Strona główna Grupy pl.sci.psychologia BB3 - fenomen kiczu

Grupy

Szukaj w grupach

 

BB3 - fenomen kiczu

Liczba wypowiedzi w tym wątku: 1


« poprzedni wątek następny wątek »

1. Data: 2002-01-17 18:39:17

Temat: BB3 - fenomen kiczu
Od: "Willie The Pimp" <w...@w...pl> szukaj wiadomości tego autora

Mnie nie dziwi to, że ma być trzecia edycja Big Debila.
W końcu TVN to telewizja prywatna i jak każdy prywaciarz, chce zedzreć kasę
z naiwiaków. Szczególnie teraz, kiedy idzie recesja.
Nie zdziwi mnie również, gdy za x lat będzie 147 edycja Big Debila.

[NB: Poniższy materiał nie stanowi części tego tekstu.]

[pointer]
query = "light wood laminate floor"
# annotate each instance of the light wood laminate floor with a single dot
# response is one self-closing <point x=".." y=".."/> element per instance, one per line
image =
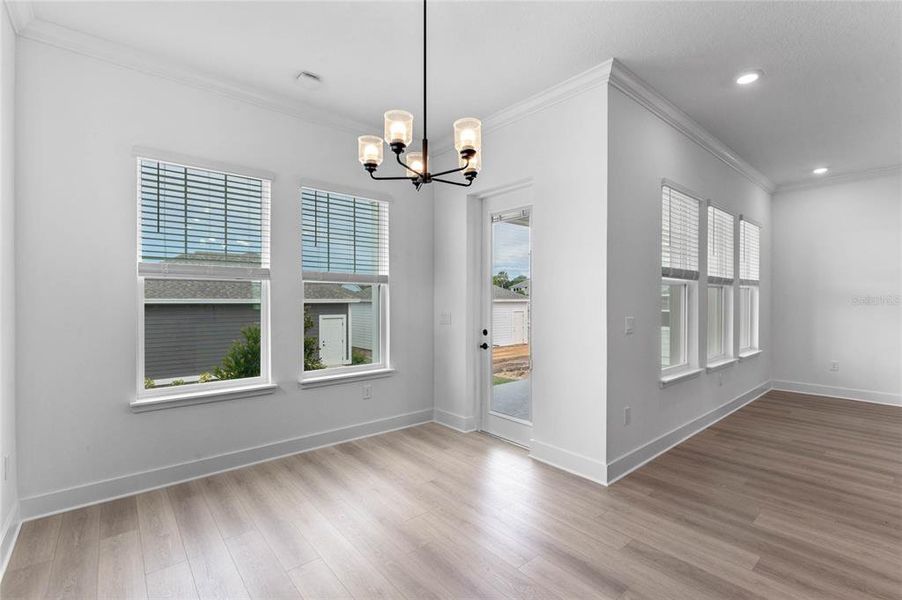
<point x="791" y="497"/>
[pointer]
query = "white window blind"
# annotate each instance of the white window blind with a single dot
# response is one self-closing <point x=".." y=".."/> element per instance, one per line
<point x="749" y="251"/>
<point x="344" y="238"/>
<point x="199" y="222"/>
<point x="679" y="235"/>
<point x="720" y="246"/>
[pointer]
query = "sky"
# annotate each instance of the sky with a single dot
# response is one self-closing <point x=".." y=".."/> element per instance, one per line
<point x="510" y="249"/>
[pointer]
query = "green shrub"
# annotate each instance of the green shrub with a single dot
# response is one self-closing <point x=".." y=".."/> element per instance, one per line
<point x="243" y="358"/>
<point x="359" y="357"/>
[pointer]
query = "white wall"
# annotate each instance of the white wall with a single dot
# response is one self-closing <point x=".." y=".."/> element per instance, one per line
<point x="838" y="287"/>
<point x="79" y="120"/>
<point x="561" y="147"/>
<point x="8" y="488"/>
<point x="643" y="149"/>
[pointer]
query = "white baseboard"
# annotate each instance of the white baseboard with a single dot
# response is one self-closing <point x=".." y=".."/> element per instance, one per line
<point x="817" y="389"/>
<point x="629" y="462"/>
<point x="39" y="505"/>
<point x="8" y="536"/>
<point x="572" y="462"/>
<point x="455" y="421"/>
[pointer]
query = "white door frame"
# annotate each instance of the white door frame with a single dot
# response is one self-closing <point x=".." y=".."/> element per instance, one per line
<point x="345" y="354"/>
<point x="512" y="429"/>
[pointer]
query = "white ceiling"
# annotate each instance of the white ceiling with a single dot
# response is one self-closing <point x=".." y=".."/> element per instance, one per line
<point x="831" y="94"/>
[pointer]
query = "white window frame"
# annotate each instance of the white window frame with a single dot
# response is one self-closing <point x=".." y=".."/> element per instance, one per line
<point x="688" y="291"/>
<point x="690" y="366"/>
<point x="383" y="367"/>
<point x="753" y="312"/>
<point x="726" y="297"/>
<point x="754" y="287"/>
<point x="194" y="393"/>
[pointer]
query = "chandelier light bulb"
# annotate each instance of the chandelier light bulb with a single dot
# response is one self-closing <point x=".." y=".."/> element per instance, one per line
<point x="474" y="165"/>
<point x="468" y="134"/>
<point x="369" y="150"/>
<point x="415" y="162"/>
<point x="398" y="127"/>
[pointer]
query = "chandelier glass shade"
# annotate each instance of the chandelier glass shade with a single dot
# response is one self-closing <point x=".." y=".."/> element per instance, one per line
<point x="398" y="134"/>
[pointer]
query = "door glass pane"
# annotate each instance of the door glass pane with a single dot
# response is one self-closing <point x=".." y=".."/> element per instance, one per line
<point x="715" y="321"/>
<point x="511" y="315"/>
<point x="673" y="301"/>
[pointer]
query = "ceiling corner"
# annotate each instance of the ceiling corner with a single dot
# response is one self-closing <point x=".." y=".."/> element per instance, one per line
<point x="21" y="14"/>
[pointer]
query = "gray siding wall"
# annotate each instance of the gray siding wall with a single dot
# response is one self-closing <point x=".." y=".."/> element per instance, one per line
<point x="184" y="340"/>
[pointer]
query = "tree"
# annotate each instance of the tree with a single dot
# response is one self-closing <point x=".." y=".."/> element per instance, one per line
<point x="243" y="358"/>
<point x="501" y="279"/>
<point x="311" y="345"/>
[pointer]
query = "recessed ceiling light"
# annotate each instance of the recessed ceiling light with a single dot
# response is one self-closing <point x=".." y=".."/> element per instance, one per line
<point x="309" y="80"/>
<point x="748" y="77"/>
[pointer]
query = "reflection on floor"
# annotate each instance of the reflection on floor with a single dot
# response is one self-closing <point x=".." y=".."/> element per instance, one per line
<point x="512" y="398"/>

Ale wiecie co mnie dziwi i smuci?
Że takie gówno, bezguście, kicz i tandetę będą nadal ludzie oglądać. I na
spotkaniach towarzyskich, zamiast pogadać o dzieciach, pracy czy nowej
sukience, bedzie wiara podniecać się faktem, że Eleonora jebała się z
Ludwikiem, Wiesław wyrzygał Małgosi resztki wczorajszego obiadu, Fryderyk
zesrał się na wycieraczkę, Natalia grzebała se w cipie i nie umyła rąk do
kolacji, Wiesław zwalił konia i ospermił przy okazji Izę, gdy ta robiła
pranie obok, a do domu Big Debila adoptowany brat Mietka wrzucił
zużytego pampersa z napisem "Tobie".

Co jest zastanawiające - czy Polacy są rzeczywiście tak niedorozwinięci, że
fascynują się Big Debilem, czy są tak inteligentni, że oglądają go z
przekory?
WP





› Pokaż wiadomość z nagłówkami


Zobacz także


1. Data: 2002-01-17 19:24:15

Temat: Re: BB3 - fenomen kiczu (długie)
Od: "Yans Yansen" <y...@p...pnet.pl> szukaj wiadomości tego autora


Użytkownik "Willie The Pimp"

No cóż.... Smutne to, że ludzie zachwycają się taką chałturą jak BB, ale z
drugiej strony jak przyjrzeć się życiu przeciętnego człowieka, to wcale nie
dziwota, że takie badziewia mają tak wysoką oglądalność.
Weź z jednej strony. Człowiek zapracowany do granic możliwości. Cały
dzień tyra umysłem i ciałem na wszelkie możliwe sposoby, żeby na chleb
zarobić a przy okazji drżeć, żeby tej pracy nie stracić. Przychodzi do domu
na tyle późno, że nie ma już nawet siły ani ochoty zrobić sobie coś
konkretnego do żarcia, tylko wkłada tackę do mikrofali, kolacja na szybko w
fotelu przed telewizorem. Nawet gazety czy ksiązki nie chce mu się czytać,
bo oczy bolą jak cholera. Więc gapi się taki w szklany ekran, bezmyślnie
skacząc po kanałach w poszukiwaniu czegoś lekkiego, łatwego i przyjemnego,
bo na dyskusje polityczne i ambitne filmy wymagające myślenia też już nie ma
ochoty. No i trafia się taki BigBrader. A tam żadnego myślenia, sama
papka...
Teraz inny typ ludzi. Tacy, którzy odwalają swoją dniówkę za głodową
pensję, czy też kompletnie bezrobotni. Przyjdzie taki do domu, o ile wogóle
z niego wyjdzie, znudzony monotonną robotą, lub bezskutecznym gonieniem za
nią. Łeb boli jeszcze po porannym kacu, kolejna flaszka czeka w kuchni. No
to siada taki na fotelu przed telewizorem i jeździ po kanałach jak po łysej
kobyle. Na inteligentne programy ma za słaby umysł, więc szuka czegoś
lżejszego. Na co trafia ? Oczywiście. Na BigBradera. I karmi swój mały
móżdżek treściami lekkostrawnymi. A na tym zarabiają właśnie właściciele
programu i stacji.
Więc i w jednej kwestii i w drugiej masz rację. Polacy są na tyle
niedorozwinięci, że oglądają coś takiego z fascynacją, a z drugiej strony na
tak inteligentni, że oglądają go nie tyle z przekory, co z przepełnienia
własnym zmęczeniem i niechęcią do ciągłego karmienia się wiedzą.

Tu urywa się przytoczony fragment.